Wednesday, November 23, 2011

Anti-American Conservative Newt Gingrich Was Pro Health Care Mandate Before He Was Against It



















Gingrich Backs Away From Individual Mandate: ‘I Never Focused On It Much’

In 1993, then-Speaker Newt Gingrich endorsed the concept of a national individual mandate, saying on Meet the Press, “I am for people, individuals — exactly like automobile insurance — individuals having health insurance and being required to have health insurance.” He reiterated the principle in 2007 — writing in a Des Moines Register op-ed, “Personal responsibility extends to the purchase of health insurance. Citizens should not be able to cheat their neighbors by not buying insurance” — and again in 2008: “Finally, we should insist that everyone above a certain level buy coverage (or, if they are opposed to insurance, post a bond).” His for-profit think tank, the Center for Health Transformation (CHT), still promotes the concept on its website, writing, “Anyone who earns more than $50,000 a year must purchase health insurance or post a bond.”

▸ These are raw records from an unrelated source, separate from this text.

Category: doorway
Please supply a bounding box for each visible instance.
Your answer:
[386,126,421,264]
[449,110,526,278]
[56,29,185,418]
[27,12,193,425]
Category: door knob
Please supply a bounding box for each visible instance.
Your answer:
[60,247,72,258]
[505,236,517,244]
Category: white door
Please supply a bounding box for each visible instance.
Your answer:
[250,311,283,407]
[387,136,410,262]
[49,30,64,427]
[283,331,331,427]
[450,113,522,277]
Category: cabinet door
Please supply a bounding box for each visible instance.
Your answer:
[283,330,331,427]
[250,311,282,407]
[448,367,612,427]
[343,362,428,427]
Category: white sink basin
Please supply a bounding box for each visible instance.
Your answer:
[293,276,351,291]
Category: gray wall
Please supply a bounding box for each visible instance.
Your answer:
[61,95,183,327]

But since the requirement is also included in the Affordable Care Act, presidential candidate Newt Gingrich is against it and believes it to be unconstitutional. During an interview with the Union Leader on Monday, he announced that despite the long public record, he actually “never focused on it much on the federal level”:

    GINGRICH: I never focused on it much on the federal level. I talked about it at the center, at the state level and what we were trying to solve, we just concluded you couldn’t do it, it was too hard…As you work through it, at the time it was designed to block Hillarycare and the more you thought about it, the more you realized, a Congress that can compel you to do something like that, could compel you to do anything. What’s the limit to Congress’ power to dictate your life? And that, I think, will be heart of the argument at the Supreme Court?

The limit is actually fairly clear. The Supreme Court grants the Congress broad deference in regulating the country’s economic activities, so long as the activity is itself economic in nature. And since we all have bodies and they all get old and sick, health care costs are shifted to other payers throughout the country. In 2008, the government spent $43 billion providing uncompensated care to uninsured individuals. In that sense, even the failure to buy a product constitutes an “economic activity.”

For over sixty years conservative leaders such as Gingrich have been lying the Constitution. They say they believe in it literally word for word. While that kind of interpretation is not one the Founders intended - they did not have broadcast airwaves or air travel to regulate back in 1775 for one thing. Conservatives consistently cannot pass their own litmus tests. They decide to believe in whatever screwy point of view and than they find some way to shoe horn in their beliefs into the Constitution. This approach to living in a modern democratic republic is inherently Anti-American.